Background: To develop and verify a prediction model for distinguishing malignant from benign ground-glass nodules (GGNs) combined with clinical characteristics and F-fluorodeoxyglucose (FDG) positron emission tomography-computed tomography (PET/CT) parameters.

Methods: We retrospectively analyzed 170 patients (56 males and 114 females) with GGNs who underwent PET/CT and high-resolution CT examination in our hospital from November 2011 to December 2019. The clinical and imaging data of all patients were collected, and the nodules were randomly divided into a derivation set and a validation set. For the derivation set, we used multivariate logistic regression to develop a prediction model for distinguishing benign from malignant GGNs. A receiver operating characteristic (ROC) curve was used to evaluate the diagnostic efficacy of the model, and the data in the validation set were used to verify the prediction model.

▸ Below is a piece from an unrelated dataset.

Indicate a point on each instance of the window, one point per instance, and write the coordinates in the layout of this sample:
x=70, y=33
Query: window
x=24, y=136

Results: Among the 170 patients, 197 GGNs were confirmed via postoperative pathological examination or clinical follow-up. There were 21 patients with 27 GGNs in the benign group and 149 patients with 170 GGNs in the adenocarcinoma group. A total of five parameters, including the patient's sex, nodule location, margin, pleural indentation, and standardized uptake value (SUV) index (the ratio of nodule SUVmax to liver SUVmean), were selected to develop a prediction model for distinguishing benign from malignant GGNs. The area under the curve (AUC) of the model was 0.875 in the derivation set, with a sensitivity of 0.702 and a specificity of 0.923. The positive likelihood ratio was 9.131, and the negative likelihood ratio was 0.322. In the validation set, the AUC of the model was 0.874, which was not significantly different from the derivation set (P=0.989).

Conclusions: This study developed and validated a prediction model based on F-FDG PET/CT imaging and clinical characteristics for distinguishing malignant from benign GGNs. The model showed good diagnostic efficacy and high specificity, which can improve the preoperative diagnosis of high-risk GGNs.